If people like cardinal ballots, let them have cardinal ballots. Use
Schulze, CWP, IRNR, or [insert method of choice here] at the back end. I
think the important part here is to say "with this method, you can vote
the way you want, and you won't have to mess with your preferences/pick
the least of two evils". Then show that the method both provides good
options and is relatively hard to run strategy against (that is,
requires coordination or has chicken-race dynamics). I'll grant your
point, though, Range *is* more familiar.
> Understandability:
> Range Voting (I dare anyone to challenge me on this)
> Bayesian Regret:
> Range Voting (same comment)
>
>
> Granted, though DSV methods based on Range do better (and may help
> with the compression incentive - I'm not sure, though). If they help
> sufficiently that one doesn't have to min-max in order to get the
> most voting power, it would keep Range from degrading to Approval
> and thus (absent other problems) fix the "Nader-Gore-Bush" problem
> (where Nader voters don't know whether they should approve Nader and
> Gore or just Nader).
>
>
> Not quite sure what this has to do with the text it is in response to,
> but whatever. The Nader Gore Bush problem is an issue, Range Voting
> doesn't use any type of conditional vote (I don't think that Xs count as
> a conditional vote), so this will, of course influence results. I did
> admit that Range Voting was susceptible to the Burr Dilemma, but the
> ability to give subtlely different votes can combat this.
That was a comment on Bayesian Regret. Warren said that his particular
DSV variant of Range, SARVO-Range, gave better (lower) Bayesian regret
than unadorned Range. See
http://listas.apesol.org/pipermail/election-methods-electorama.com/2005-October/017331.html
The rest of that paragraph was me thinking about that if DSV were
sufficiently powerful to outweigh the advantage of voting
approval-style, then the Nader-Gore-Bush problem would be fixed for the
most part. On the other hand, you may lose the elegant properties in the
process, such as passing participation and consistency, etc.
> Rated rank ballots, eh? That isn't a bad idea. I would recommend an
> initial score and a tiebreaker value.
What do you mean by initial score, and tiebreaker value?
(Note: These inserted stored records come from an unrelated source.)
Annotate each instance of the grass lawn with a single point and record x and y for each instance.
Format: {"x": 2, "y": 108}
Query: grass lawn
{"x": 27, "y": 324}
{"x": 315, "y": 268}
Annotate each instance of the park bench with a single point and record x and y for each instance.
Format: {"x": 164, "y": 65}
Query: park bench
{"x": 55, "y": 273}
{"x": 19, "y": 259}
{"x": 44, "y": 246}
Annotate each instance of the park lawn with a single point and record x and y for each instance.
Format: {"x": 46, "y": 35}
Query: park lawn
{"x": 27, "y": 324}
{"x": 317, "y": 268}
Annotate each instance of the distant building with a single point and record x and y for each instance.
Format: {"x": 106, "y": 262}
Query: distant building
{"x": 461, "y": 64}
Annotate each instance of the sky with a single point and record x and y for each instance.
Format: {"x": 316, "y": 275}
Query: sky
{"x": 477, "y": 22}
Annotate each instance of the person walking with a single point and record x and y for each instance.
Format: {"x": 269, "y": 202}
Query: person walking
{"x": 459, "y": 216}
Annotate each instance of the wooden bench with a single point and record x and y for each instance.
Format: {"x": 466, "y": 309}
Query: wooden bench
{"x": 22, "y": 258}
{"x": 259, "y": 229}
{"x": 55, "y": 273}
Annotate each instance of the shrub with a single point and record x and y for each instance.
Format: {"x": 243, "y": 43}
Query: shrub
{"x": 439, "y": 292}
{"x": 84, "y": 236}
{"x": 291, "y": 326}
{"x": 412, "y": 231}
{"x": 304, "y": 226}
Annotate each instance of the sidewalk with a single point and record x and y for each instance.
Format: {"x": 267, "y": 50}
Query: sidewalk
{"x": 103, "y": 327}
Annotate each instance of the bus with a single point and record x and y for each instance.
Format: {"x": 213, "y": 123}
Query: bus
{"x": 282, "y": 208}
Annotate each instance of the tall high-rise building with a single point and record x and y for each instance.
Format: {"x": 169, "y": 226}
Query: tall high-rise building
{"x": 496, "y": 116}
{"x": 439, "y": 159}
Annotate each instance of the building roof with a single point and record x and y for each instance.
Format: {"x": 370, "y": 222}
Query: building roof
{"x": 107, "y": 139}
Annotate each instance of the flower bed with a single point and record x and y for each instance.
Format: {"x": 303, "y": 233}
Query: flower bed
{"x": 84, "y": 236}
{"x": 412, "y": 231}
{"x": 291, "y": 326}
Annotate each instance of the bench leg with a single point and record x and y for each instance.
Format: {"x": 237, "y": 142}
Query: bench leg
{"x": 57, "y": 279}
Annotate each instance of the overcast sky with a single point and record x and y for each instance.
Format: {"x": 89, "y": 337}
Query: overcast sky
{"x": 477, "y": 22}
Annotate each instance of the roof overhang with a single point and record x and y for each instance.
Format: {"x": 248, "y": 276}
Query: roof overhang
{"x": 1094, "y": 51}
> What worries me with regards to RV / cardinal ratings (beyond the
> majoritarian situation, where I'm not certain if a method failing
> Majority is a good one) is the dynamics. A reasonable degradation
> chain might go like this: First range voters find out that they can
> maximize their power by voting approval-style. Then Range reduces to
> Approval. At that point, voters basically have to strategize in
> order to vote effectively. Some basic strategies (frontrunner plus,
> or the Approval A strategy) might be used, but the point is that
> voters shouldn't have to do this, and it appears that while approval
> (and Range) may seem simpler than Condorcet at the "front end", they
> lose at the "back end" as the voters have to calculate their ballots
> before voting.
>
>
> Approval isn't a particularly bad method, so backsliding might be
> tolerable, if it occurs at all. Anyway, all voting systems are
> susceptible to dishonest voters. The Gibbard-Satterthwaite theorem
> guarantees this. Anyway, this argument mentions nothing of the quality
> of the post-strategy winners.
I think approval would greatly reward those who had the best strategy,
so much that the game elements could become a nuisance. But again, I
can't prove this.
As for Gibbard-Satterthwaite, that's true, but just because all methods
are susceptible to strategy, that doesn't mean that they're all equally so.
There may even be a tradeoff, where some methods ("optimist") are good
at honest votes and break down when exposed to strategy, while some
("pessimist") are very hardy but produce worse results for honest
voters. One idea I had, though very complex, for an election system
where lots of strategy is going on, is to have one "optimist" method
(e.g Schulze) and a "pessimist" method (Smith,IRV, or what I called
"first preference Copeland"), then do a honest runoff between the two
(since there's no strategy when there are only two candidates). This was
considered too complex, and it's probably overkill unless you absolutely
can't get true information out of the voters.